Further to the info elsewhere hereabouts, the Met Office CET data currently gives January average CET as 6.6°C. I'm unsure how this relates to the data at, which is presumably from some paid-for data feed from the CET bods, and whether or not this may be revised (up or down). It makes not a jot of difference to PC's forecast error though.

Some Met Office CET Jan data for info/context:

1916 7.5 **** 1838 -1.5
1921 7.3 **** 1881 -1.5
1796 7.3 **** 1709 -1.5
1834 7.1 **** 1776 -1.6
2007 7.0 **** 1716 -2.0
1733 6.9 **** 1963 -2.1
1975 6.8 **** 1740 -2.8
1983 6.7 **** 1814 -2.9
1898 6.6 **** 1684 -3.0
2008 6.6 **** 1795 -3.1

AdamW said...

Philip Eden uses officially reported data (I can't remember if they're SYNOPS, CLIMAT or other obs).
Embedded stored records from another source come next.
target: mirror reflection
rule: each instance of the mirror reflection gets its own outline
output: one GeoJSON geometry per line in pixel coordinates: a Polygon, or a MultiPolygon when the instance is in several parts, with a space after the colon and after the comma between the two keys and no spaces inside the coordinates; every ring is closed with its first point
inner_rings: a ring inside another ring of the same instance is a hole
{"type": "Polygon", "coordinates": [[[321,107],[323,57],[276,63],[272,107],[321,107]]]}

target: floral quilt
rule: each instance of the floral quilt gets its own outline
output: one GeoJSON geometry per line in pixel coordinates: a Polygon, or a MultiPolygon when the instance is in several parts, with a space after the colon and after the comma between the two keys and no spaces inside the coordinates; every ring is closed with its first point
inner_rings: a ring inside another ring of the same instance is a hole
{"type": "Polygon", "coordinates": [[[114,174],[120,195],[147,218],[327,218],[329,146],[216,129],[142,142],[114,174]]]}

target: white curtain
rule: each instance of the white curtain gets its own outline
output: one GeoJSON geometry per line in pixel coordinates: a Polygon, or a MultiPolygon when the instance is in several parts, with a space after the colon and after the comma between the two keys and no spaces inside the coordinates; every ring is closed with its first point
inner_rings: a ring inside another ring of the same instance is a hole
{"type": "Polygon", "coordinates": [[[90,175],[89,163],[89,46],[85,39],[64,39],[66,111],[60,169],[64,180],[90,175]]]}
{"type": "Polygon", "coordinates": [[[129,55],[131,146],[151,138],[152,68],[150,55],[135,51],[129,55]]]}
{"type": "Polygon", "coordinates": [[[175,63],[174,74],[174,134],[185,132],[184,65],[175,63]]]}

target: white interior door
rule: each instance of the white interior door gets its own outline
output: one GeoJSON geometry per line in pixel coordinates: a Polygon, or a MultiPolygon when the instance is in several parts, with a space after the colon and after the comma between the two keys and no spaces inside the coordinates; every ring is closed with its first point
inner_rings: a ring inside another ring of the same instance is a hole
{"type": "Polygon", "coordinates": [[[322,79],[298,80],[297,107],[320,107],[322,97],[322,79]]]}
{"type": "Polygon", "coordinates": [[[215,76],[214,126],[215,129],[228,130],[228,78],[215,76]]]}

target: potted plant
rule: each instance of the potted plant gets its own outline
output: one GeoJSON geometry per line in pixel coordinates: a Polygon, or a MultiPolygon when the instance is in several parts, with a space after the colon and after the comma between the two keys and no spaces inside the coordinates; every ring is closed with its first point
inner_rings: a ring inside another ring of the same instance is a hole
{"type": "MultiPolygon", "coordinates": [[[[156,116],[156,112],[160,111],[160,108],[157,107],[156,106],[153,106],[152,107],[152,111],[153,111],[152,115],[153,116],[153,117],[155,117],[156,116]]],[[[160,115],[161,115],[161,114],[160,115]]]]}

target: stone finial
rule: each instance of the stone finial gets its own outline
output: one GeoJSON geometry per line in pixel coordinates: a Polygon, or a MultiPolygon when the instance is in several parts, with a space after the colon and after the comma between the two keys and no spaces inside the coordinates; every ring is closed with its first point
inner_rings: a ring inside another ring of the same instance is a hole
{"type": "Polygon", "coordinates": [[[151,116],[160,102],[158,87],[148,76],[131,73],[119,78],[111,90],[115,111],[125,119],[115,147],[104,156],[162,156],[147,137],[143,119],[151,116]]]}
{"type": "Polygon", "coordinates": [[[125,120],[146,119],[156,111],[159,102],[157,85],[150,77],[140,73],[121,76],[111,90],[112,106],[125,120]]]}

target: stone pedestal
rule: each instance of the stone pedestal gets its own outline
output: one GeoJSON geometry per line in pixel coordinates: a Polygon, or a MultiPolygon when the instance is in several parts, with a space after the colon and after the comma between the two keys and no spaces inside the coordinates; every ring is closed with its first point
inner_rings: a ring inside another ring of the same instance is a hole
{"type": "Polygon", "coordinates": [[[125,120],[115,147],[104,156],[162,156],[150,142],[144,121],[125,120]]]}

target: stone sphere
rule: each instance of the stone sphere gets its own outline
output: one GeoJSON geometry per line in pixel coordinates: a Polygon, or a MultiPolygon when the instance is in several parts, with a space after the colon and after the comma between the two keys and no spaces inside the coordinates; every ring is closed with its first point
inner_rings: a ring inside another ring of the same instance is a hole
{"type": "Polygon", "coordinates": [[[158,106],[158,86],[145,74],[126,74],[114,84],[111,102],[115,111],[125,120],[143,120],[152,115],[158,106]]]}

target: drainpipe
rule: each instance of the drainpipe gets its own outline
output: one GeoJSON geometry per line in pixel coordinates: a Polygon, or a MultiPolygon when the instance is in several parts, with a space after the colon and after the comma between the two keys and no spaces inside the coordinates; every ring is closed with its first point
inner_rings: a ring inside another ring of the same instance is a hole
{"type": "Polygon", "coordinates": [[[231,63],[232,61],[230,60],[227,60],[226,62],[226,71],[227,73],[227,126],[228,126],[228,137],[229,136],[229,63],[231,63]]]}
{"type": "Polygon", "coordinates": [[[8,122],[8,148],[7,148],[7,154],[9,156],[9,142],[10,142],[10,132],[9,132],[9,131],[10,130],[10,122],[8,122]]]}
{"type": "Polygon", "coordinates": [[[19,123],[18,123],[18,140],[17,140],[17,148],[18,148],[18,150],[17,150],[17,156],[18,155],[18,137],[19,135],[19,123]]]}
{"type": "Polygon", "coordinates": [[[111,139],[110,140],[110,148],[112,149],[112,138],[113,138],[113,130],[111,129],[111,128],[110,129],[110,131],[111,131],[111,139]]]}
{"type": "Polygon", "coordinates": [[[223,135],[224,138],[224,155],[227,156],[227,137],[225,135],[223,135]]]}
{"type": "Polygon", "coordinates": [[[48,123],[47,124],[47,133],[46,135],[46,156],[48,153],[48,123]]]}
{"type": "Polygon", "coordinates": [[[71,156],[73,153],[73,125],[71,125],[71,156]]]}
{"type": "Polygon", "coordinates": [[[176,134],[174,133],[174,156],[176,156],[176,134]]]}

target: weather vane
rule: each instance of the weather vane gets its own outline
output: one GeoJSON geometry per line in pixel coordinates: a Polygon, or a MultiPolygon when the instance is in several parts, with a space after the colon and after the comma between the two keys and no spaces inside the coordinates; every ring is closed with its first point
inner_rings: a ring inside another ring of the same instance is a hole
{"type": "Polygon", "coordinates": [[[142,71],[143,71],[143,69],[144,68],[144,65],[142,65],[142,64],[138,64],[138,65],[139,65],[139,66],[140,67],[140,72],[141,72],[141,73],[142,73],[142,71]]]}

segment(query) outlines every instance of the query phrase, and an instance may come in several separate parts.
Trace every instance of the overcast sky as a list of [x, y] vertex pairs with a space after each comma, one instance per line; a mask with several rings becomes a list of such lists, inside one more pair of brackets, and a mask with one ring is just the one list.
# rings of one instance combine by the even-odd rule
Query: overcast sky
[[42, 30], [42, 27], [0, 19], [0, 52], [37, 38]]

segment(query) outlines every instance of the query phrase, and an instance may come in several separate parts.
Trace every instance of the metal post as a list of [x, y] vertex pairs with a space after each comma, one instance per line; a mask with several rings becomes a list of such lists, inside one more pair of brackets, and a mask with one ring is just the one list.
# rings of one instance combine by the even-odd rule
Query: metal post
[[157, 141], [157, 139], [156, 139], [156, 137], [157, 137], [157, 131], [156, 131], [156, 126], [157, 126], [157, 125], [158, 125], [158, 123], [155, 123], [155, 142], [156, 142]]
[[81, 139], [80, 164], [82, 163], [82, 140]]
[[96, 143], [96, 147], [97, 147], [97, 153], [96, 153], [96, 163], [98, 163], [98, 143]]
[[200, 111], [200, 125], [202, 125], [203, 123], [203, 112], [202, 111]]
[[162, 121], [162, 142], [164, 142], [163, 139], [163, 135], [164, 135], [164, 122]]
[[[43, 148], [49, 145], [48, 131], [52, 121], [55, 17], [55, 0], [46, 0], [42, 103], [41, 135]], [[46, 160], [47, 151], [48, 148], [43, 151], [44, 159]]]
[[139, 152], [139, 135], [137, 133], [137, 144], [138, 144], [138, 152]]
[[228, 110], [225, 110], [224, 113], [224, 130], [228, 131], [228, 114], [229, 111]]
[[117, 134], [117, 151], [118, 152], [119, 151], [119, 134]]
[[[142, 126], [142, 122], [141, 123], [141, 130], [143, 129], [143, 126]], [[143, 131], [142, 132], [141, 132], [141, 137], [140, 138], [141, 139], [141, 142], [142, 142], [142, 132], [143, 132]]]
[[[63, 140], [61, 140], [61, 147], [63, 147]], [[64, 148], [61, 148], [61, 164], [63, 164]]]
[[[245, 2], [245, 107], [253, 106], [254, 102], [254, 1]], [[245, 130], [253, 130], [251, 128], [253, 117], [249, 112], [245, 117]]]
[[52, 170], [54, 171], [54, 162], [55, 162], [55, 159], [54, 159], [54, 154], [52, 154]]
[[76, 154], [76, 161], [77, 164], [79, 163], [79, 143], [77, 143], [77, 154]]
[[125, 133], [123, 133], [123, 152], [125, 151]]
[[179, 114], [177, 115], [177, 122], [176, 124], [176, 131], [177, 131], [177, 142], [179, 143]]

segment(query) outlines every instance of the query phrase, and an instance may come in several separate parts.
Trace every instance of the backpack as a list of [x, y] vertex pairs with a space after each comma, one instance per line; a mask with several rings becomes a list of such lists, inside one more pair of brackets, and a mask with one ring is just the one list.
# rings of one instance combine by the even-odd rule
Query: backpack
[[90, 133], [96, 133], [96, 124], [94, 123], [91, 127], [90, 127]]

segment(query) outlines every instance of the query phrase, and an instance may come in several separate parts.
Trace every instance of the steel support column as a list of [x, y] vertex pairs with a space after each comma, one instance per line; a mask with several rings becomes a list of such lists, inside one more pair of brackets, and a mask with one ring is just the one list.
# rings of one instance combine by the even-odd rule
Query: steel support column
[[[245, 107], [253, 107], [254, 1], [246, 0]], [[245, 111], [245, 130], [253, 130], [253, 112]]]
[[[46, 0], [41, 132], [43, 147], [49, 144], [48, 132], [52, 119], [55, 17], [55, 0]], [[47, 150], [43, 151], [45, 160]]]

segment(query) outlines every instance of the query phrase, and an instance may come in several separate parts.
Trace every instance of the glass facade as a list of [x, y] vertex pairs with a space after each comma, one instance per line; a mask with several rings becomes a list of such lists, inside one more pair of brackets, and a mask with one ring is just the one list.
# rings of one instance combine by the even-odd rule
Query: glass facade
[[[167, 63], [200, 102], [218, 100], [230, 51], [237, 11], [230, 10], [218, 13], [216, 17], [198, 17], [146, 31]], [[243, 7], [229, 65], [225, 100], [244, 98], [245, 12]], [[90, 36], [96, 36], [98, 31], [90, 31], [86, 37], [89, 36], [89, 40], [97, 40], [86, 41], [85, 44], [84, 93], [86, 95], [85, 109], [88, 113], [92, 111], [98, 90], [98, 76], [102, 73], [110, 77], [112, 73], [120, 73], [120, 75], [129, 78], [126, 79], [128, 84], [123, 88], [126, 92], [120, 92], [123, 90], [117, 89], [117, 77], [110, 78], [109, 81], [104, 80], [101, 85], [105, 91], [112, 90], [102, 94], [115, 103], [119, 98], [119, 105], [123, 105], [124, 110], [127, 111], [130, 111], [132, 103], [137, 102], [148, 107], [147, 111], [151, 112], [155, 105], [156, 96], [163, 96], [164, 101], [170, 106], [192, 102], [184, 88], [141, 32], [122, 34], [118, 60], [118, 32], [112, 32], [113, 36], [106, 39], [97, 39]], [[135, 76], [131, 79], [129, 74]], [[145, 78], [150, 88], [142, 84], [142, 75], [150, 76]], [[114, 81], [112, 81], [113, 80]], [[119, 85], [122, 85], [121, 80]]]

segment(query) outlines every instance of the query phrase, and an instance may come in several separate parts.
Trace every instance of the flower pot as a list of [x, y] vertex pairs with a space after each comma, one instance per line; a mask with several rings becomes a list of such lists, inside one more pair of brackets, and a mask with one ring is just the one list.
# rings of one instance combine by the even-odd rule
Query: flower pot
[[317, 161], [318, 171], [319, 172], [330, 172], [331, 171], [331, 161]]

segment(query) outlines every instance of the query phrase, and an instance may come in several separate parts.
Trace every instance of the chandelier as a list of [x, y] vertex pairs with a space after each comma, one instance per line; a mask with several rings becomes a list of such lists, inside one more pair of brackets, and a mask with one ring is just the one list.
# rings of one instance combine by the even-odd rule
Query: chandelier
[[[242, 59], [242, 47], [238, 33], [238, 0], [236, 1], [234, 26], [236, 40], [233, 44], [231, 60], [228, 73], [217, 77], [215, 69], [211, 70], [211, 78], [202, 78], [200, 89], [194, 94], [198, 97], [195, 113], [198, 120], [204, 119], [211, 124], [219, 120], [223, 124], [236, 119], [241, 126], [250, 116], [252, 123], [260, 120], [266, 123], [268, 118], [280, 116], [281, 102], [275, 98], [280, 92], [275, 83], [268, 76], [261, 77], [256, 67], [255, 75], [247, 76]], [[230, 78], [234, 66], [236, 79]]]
The main difference between his CET & Hadley is described here:

More information can be obtained by emailing Mr Eden, he's normally very forthcoming.

big said...

Good work!

Now repeat the exercise for Hanson, Jones, Gore and the IPCC. That way people might be persuaded that you are indeed credible.

At least Corbyn behaved honourably and wasted no time admitting he got his severe January weather warning wrong, whereas we are still waiting for the IPCC to explain how Michael Mann's fraudulent hockey stick managed to make it past "2,500 of the worlds leading climate scientists."

P. Lewis said...

Oh dear! It seems there may be an asylum escapee in the vicinity.

Erm? Weather? Climate?

A comparison with individual states' meteorological office monthly forecasts and their forecast methods would be apposite. Your diatribe doesn't meet that criterion.

One could use the term "intellectual pygmy", but I fear that may give you undue credit.

Oh, and it's Hansen. I hear you're needed back over at CA now. Bon voyage!

James Annan said...


When HC, Hansen, or others, get forecasts badly wrong (or right!) I'll certainly report on them. HC did fail with their prediction of a record hot 2007, but that was only ever a 60% probability statement - so its failure is hardly an indictment of their methods. It's probably safe to say that the next significant El Nino *will* bring a record high temperature.

Ceth said...
This comment has been removed by the author.